7 comentários para “Os iraquianos não são 'abstrações'"

  1. Junho 23, 2014 em 12: 07

    O presidente Obama responde longamente a uma pergunta carregada da FOXNews sobre sua doutrina de política externa:

    https://www.youtube.com/watch?v=QunK-36aELw

    • FG Sanford
      Junho 23, 2014 em 16: 24

      Esta não foi certamente uma “resposta brilhante”, como proclama o título do vídeo. Só permanece porque os meios de comunicação ocidentais enterraram com sucesso os resultados da Conferência do G77 condenando a América como o “maior inimigo da democracia”, a rejeição da hegemonia americana pelos países da ASEAN e os planos do Conselho de Cooperação de Xangai para acordos comerciais que rejeitam os petrodólares americanos. Existem 133 países e 4/5 da população mundial fartos da UE, do BCE, da OMC, do FMI, do Grupo Bilderberg e do Conselho de Segurança da ONU. O “Imperador” é um idiota e o mundo inteiro, exceto os americanos, sabe disso.

      • Junho 24, 2014 em 22: 26

        Bem, embora possa ser assim, gostaria de encaminhá-lo para a análise apurada de Robert Parry sobre o câncer que está afligindo a política americana, com a qual concordo amplamente aqui:
        https://consortiumnews.com/2014/06/23/obamas-true-foreign-policy-weakness/

        Eu sugeriria que o Presidente falasse diretamente ao povo americano no dia 4 de julho:
        Embora os EUA tenham sido enganados com uma consistência impressionante pelos Ziocons durante mais de seis décadas, uma correcção a meio caminho continua a ser possível. Se este presidente dos EUA conseguir admitir a si próprio que a sua carreira política é um produto daqueles que são cúmplices deste engano, poderá ainda emergir como o líder transformador que os seus apoiantes outrora esperaram que ele pudesse ser.
        Se Barack Obama puder ser honesto consigo mesmo, falará abertamente ao povo americano e explicará porque é que este engano de longa data deve ser rapidamente encerrado.
        VERIFICA:
        http://natsummit.org/program.htm
        Primeira Cúpula Nacional Americana para Reavaliar a “Relação Especial” EUA-Israel: Todas as Transcrições dos Palestrantes, Áudios e Vídeos
        http://natsummit.org/program.htm

        • FG Sanford
          Junho 25, 2014 em 13: 47

          Debbie, sugiro que você volte e leia meu comentário sob a análise detalhada do Sr. Parry. Em princípio, concordo com você. Há duas chances de seu conselho ser seguido: mínimas... e nenhuma.

  2. Hillary
    Junho 22, 2014 em 06: 51

    O plano PNAC funcionou esplendidamente para as agendas neoconservadoras.
    .
    O salto do 9 de Setembro deu início à Primavera Árabe e mais uma vez a agenda “ocidental” (PNAC) consiste em redesenhar o mapa que impuseram ao Médio Oriente.
    .
    A tragédia humana no Iraque de mais de 1 milhão de mortes, os 4 milhões de órfãos e os incontáveis ​​milhões de pessoas comuns deslocadas nunca foi compreendida pelo público dos EUA.
    https://www.youtube.com/watch?v=MMAONc7GeIc#t=29
    .
    A guerra do Iraque foi referida como “Guerra de Ruperts” e a televisão FOX continua a ter os principais instigadores pró-guerra do Iraque, como Paul Wolfowitz, para aconselhar o público americano a continuar a devastação pela qual são responsáveis.
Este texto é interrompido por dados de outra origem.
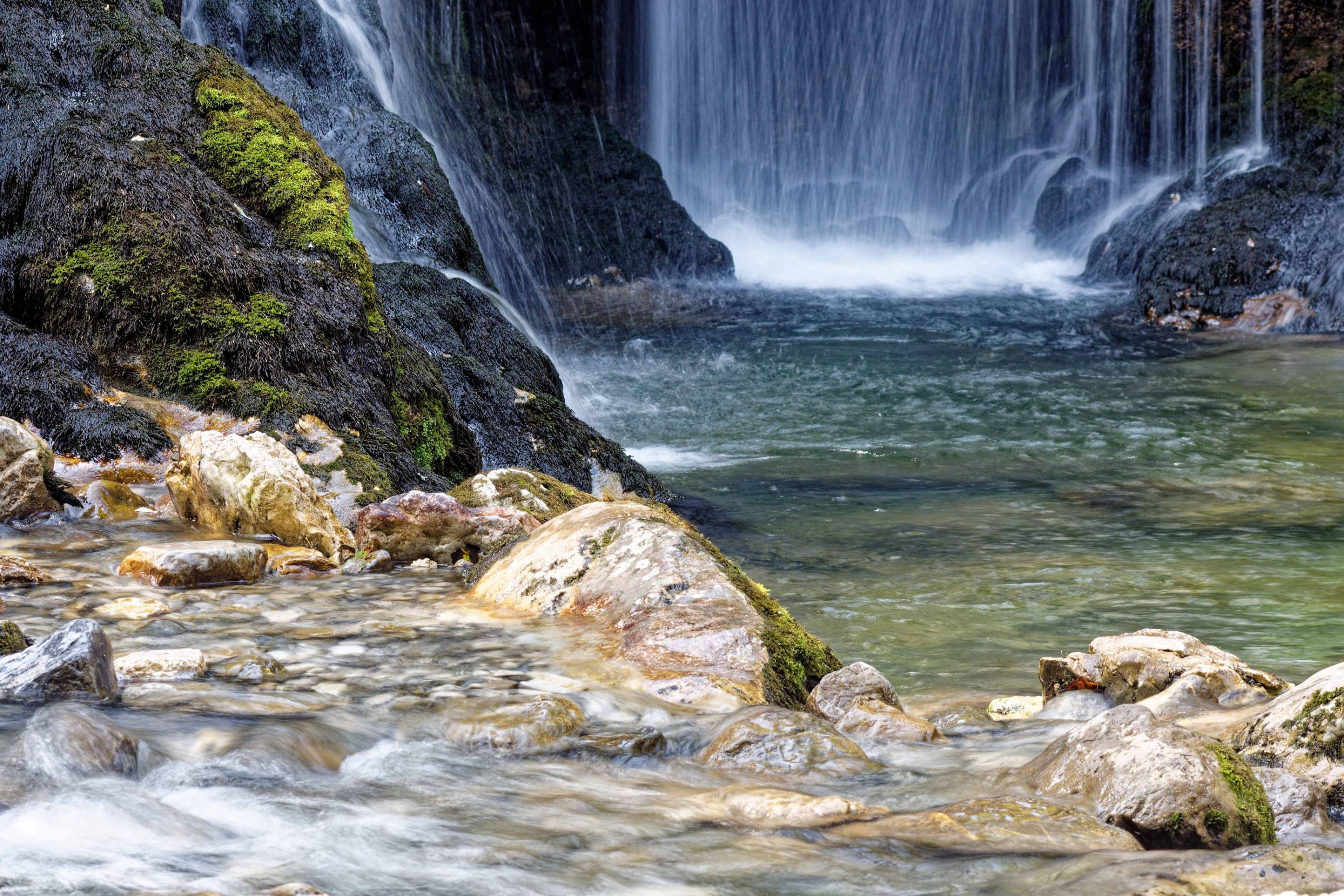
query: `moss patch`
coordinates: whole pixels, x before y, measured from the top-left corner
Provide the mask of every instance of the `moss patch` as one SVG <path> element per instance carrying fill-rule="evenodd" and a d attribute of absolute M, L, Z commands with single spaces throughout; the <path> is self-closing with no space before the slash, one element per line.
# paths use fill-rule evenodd
<path fill-rule="evenodd" d="M 1215 813 L 1222 815 L 1220 819 L 1215 818 L 1215 822 L 1220 821 L 1222 830 L 1214 830 L 1208 815 L 1204 818 L 1204 826 L 1214 836 L 1220 836 L 1226 830 L 1228 848 L 1277 844 L 1274 807 L 1270 806 L 1269 797 L 1265 795 L 1265 787 L 1255 776 L 1255 772 L 1227 744 L 1212 743 L 1208 744 L 1208 748 L 1218 756 L 1218 771 L 1223 775 L 1223 780 L 1227 782 L 1236 801 L 1238 823 L 1231 825 L 1224 813 L 1214 810 L 1208 815 L 1214 815 Z"/>

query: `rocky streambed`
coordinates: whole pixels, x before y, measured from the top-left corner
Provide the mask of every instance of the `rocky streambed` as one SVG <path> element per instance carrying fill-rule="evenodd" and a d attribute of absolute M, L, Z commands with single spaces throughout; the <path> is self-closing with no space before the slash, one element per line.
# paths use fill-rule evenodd
<path fill-rule="evenodd" d="M 1344 887 L 1339 666 L 1141 630 L 914 705 L 649 501 L 356 509 L 263 434 L 155 480 L 0 427 L 7 892 Z"/>

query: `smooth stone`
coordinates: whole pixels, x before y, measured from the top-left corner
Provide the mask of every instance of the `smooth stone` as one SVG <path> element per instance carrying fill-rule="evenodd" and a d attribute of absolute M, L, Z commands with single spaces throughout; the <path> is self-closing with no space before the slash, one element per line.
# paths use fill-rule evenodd
<path fill-rule="evenodd" d="M 554 695 L 524 701 L 462 700 L 445 713 L 444 737 L 464 750 L 535 752 L 555 747 L 583 727 L 579 705 Z"/>
<path fill-rule="evenodd" d="M 136 548 L 118 575 L 160 588 L 195 588 L 255 582 L 266 571 L 266 548 L 250 541 L 172 541 Z"/>
<path fill-rule="evenodd" d="M 808 712 L 747 707 L 724 719 L 699 760 L 761 775 L 845 775 L 875 771 L 859 744 Z"/>
<path fill-rule="evenodd" d="M 1241 707 L 1282 693 L 1289 684 L 1251 669 L 1239 657 L 1184 631 L 1141 629 L 1095 638 L 1087 653 L 1043 657 L 1040 692 L 1105 690 L 1116 703 L 1137 703 L 1161 693 L 1181 676 L 1202 676 L 1223 707 Z"/>
<path fill-rule="evenodd" d="M 28 771 L 56 785 L 138 771 L 140 742 L 90 707 L 58 703 L 32 715 L 23 731 Z"/>
<path fill-rule="evenodd" d="M 829 840 L 883 845 L 896 841 L 953 854 L 1077 856 L 1098 849 L 1141 852 L 1128 832 L 1043 799 L 995 797 L 900 813 L 827 832 Z"/>
<path fill-rule="evenodd" d="M 113 661 L 122 681 L 187 681 L 206 674 L 206 654 L 194 647 L 172 650 L 138 650 Z"/>
<path fill-rule="evenodd" d="M 332 560 L 355 549 L 353 536 L 288 447 L 262 433 L 187 433 L 164 482 L 184 520 L 231 535 L 273 535 Z"/>
<path fill-rule="evenodd" d="M 118 690 L 112 645 L 93 619 L 75 619 L 27 650 L 0 657 L 0 700 L 112 703 Z"/>
<path fill-rule="evenodd" d="M 995 721 L 1031 719 L 1046 705 L 1042 697 L 996 697 L 989 701 L 989 717 Z"/>
<path fill-rule="evenodd" d="M 1023 766 L 1051 797 L 1090 799 L 1148 849 L 1230 849 L 1274 841 L 1265 789 L 1231 747 L 1144 707 L 1109 709 Z"/>
<path fill-rule="evenodd" d="M 1035 717 L 1052 721 L 1087 721 L 1114 705 L 1116 701 L 1101 690 L 1066 690 L 1048 701 Z"/>
<path fill-rule="evenodd" d="M 27 584 L 44 584 L 47 574 L 20 557 L 0 556 L 0 587 L 15 588 Z"/>
<path fill-rule="evenodd" d="M 526 510 L 469 508 L 449 494 L 407 492 L 363 508 L 355 541 L 360 551 L 387 551 L 394 560 L 452 566 L 462 556 L 493 553 L 538 525 Z"/>
<path fill-rule="evenodd" d="M 848 666 L 824 676 L 808 695 L 806 709 L 836 724 L 862 697 L 874 697 L 898 711 L 902 709 L 896 689 L 891 686 L 886 676 L 867 662 L 851 662 Z"/>
<path fill-rule="evenodd" d="M 172 613 L 172 607 L 155 598 L 117 598 L 93 611 L 103 619 L 152 619 L 165 613 Z"/>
  3. Junho 22, 2014 em 06: 12

    A América e as políticas americanas são conhecidas há muito tempo pela sua capacidade de alienar amigos de longa data e especialmente antigos ou potenciais aliados fortes e benéficos.

    Parece ter sofrido algum tipo de síndrome de suicídio político/diplomático.
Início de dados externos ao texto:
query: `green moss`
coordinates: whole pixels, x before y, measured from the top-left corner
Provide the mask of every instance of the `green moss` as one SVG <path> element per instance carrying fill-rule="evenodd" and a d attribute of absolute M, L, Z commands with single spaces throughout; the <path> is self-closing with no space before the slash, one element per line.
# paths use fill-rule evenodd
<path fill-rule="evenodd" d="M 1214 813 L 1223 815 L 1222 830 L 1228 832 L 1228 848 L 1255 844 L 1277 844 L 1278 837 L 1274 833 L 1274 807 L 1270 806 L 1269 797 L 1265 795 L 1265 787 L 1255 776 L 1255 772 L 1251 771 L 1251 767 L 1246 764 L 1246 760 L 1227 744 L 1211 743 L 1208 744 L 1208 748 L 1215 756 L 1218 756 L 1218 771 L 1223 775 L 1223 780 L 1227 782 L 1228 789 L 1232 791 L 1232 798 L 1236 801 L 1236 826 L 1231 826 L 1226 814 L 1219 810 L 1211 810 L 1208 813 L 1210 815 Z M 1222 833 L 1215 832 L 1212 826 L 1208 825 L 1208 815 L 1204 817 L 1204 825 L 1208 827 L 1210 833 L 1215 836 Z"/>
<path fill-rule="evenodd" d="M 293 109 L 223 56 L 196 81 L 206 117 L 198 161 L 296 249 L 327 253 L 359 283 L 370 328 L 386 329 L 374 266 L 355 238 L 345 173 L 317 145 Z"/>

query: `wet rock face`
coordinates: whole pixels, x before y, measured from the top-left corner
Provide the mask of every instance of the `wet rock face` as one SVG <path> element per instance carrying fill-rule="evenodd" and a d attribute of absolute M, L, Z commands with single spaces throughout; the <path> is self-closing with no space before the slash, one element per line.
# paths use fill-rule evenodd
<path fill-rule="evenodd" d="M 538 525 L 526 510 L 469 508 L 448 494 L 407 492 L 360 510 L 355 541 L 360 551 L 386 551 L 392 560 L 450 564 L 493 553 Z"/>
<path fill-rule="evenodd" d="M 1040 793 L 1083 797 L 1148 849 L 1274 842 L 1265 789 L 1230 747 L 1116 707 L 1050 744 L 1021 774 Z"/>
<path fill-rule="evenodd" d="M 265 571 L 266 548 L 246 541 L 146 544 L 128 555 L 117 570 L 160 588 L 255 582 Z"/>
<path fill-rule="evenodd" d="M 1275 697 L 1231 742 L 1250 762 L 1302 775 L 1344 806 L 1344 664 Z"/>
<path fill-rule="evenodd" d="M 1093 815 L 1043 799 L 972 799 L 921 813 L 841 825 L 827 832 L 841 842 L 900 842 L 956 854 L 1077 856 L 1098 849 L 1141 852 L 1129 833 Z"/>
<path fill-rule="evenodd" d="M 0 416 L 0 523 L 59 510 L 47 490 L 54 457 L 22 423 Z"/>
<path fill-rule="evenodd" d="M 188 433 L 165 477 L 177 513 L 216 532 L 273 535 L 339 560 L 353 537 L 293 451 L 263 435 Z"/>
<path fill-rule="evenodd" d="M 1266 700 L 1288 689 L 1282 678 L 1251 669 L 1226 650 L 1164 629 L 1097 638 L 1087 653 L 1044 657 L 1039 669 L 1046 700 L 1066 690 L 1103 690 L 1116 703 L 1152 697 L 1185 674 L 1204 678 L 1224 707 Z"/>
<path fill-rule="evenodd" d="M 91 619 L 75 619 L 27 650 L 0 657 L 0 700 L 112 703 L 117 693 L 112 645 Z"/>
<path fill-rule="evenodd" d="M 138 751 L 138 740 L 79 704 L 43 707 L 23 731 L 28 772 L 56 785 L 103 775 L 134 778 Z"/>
  4. Junho 21, 2014 em 19: 10

    Ray, obrigado novamente por um artigo muito incisivo abordando os pontos importantes.
    Será que um americano precisa ter vivido no Iraque ou no Irã para saber que esses cidadãos não são abstrações? Tendo vivido no Irão, posso dizer que os iranianos são alguns dos indivíduos mais hospitaleiros e gentis que conheci. Foi-me dado a entender que os EUA bombardearam continuamente o Iraque desde o início dos anos 90 e que o urânio empobrecido ali deixado pelas forças dos EUA causou um número incontável de mortes terríveis e defeitos congénitos. Eu não leio isso na “grande mídia”. Obrigado por tudo que você faz no Consortium News.